Wednesday, August 26, 2015

Confession of a (broken) Dream




             Menjadi dewasa adalah pasti, tahap dimana kita berkembang. Kita bukan lagi anak-anak yang tugasnya adalah merancang, kita juga bukanlah lansia dimana seharusnya menikmati hasil. Dan, Ketika satu tahap telah terlewati, masih adakah sisa-sisa yang terlewat?
                Sebuah pertanyaan sederhana datang padaku sejak aku masuk TK atau mungkin sebelum itu, pertanyaan yang membutuhkan jawaban sederhana pula.
                “Apa cita-citamu setelah besar nanti, Nak?”
                “Aku ingin menjadi .....”
                Aku rasa semua anak di Indonesia sudah pernah mendapatkan pertanyaan itu.  Jujur saja, cita-citaku ketika kecil berubah sesuai dengan waktu, sesuai dengan apa yang aku tonton di TV, aku pernah ingin mempunyai kekuatan bulan seperti Sailor Moon. Sesuai dengan apa yang sepupu-sepupuku ceritakan, dan sesuai dengan apa yang teman-temanku sukai. Lambat laun, cita-citaku berubah dipengaruhi oleh kemampuanku, baik akademik maupun non akademik. Melihat nenekku yang seorang guru SD membuatku ingin menjadi guru. Diwaktu yang sama akupun ingin menjadi arsitek seperti ayahku yang bekerja sebagai kontraktor. Namun, semua berubah ketika aku tak mempunyai bakat dibidang eksakta. Melalu tahap panjang lalu kuketahui kalau bakatku ada dibidang bahasa. Mempunyai kemampuan membaca, menulis, bercerita dan berbicara yang baik dalam bahasa Indonesia, bahasa daerah dan bahasa asing membuatku ingin untuk mengembangkannya. Kuterjunkan diriku dalam jurusan bahasa sewaktu SMA dan kuliah. Bahkan, tak tanggung-tanggung kupilih dua bidang kesukaan dan kemampuan yang aku punya sewaktu kuliah. Jurusan keguruan dibidang bahasa pun kupilih dan telah kuselesaikan tepat empat tahun. Dan kini, pertanyaannya pun berubah?

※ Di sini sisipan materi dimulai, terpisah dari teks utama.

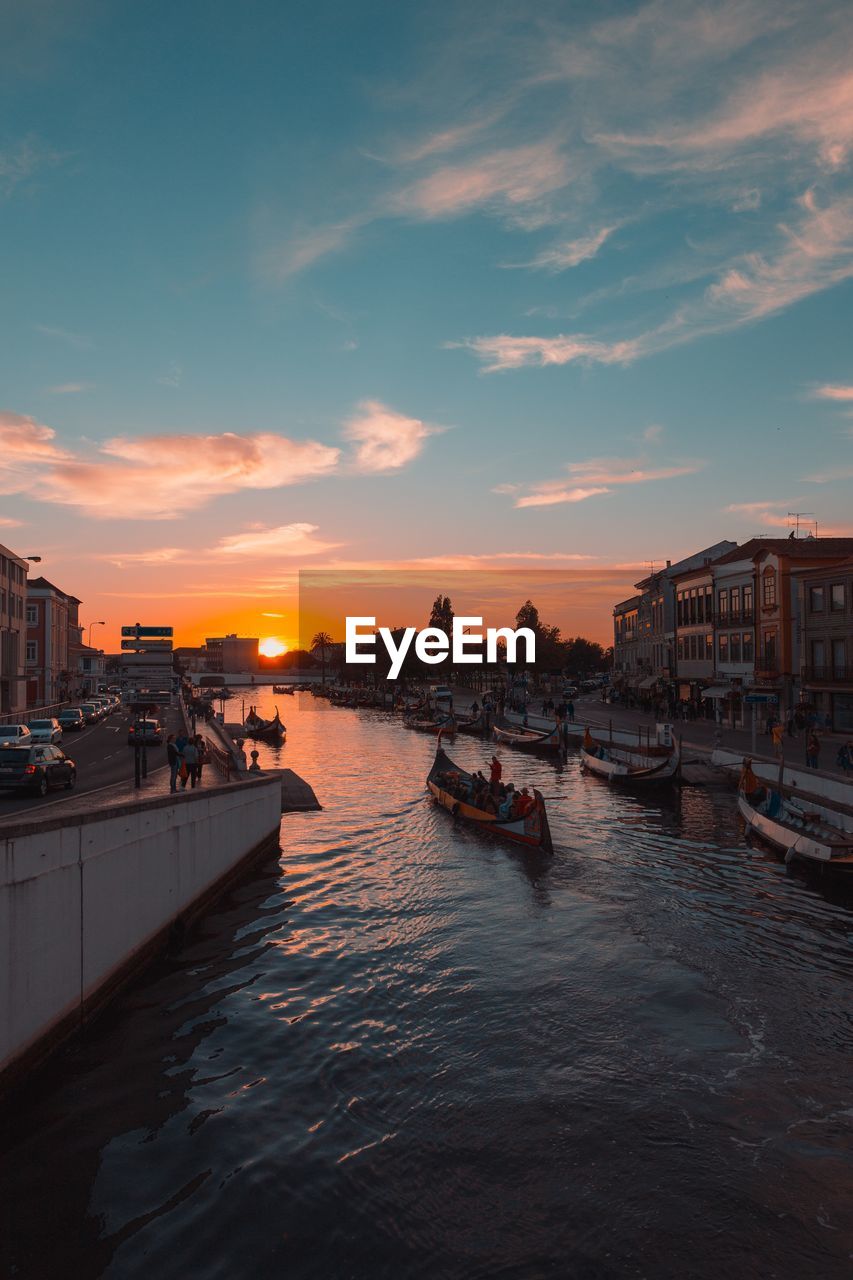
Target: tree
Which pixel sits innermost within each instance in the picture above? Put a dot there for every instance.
(442, 613)
(322, 643)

                “Sudahkah kau menjadi seperti apa yang dulu kau cita-citakan?”
Jawabku, “Belum.”
Meskipun tahap perencanaan yang kualami saat anak-anak dan remaja telah kulalui, dan saat ini aku berada pada tahap pengembangan namun aku belum juga menggapai cita-citaku itu, aku masih berjuang untuk mendapatkannya. Meski kini aku bekerja sesuai dengan apa yang aku kuasai, tapi aku masih merasa masih belum mendapatkan cita-citaku. Agak sedikit berlebihan jika kukatakan aku akan berjuang sekuat tenaga untuk mendapatkannya. Namun, ya itu kenyataannya, sampai saat ini ketika usiaku tidak remaja lagi, bahkan aku kini sudah menyandang gelar Istri, aku masih berjuang untuk menjadi seperti apa yang aku cita-citakan sewaktu kecil, menjadi guru.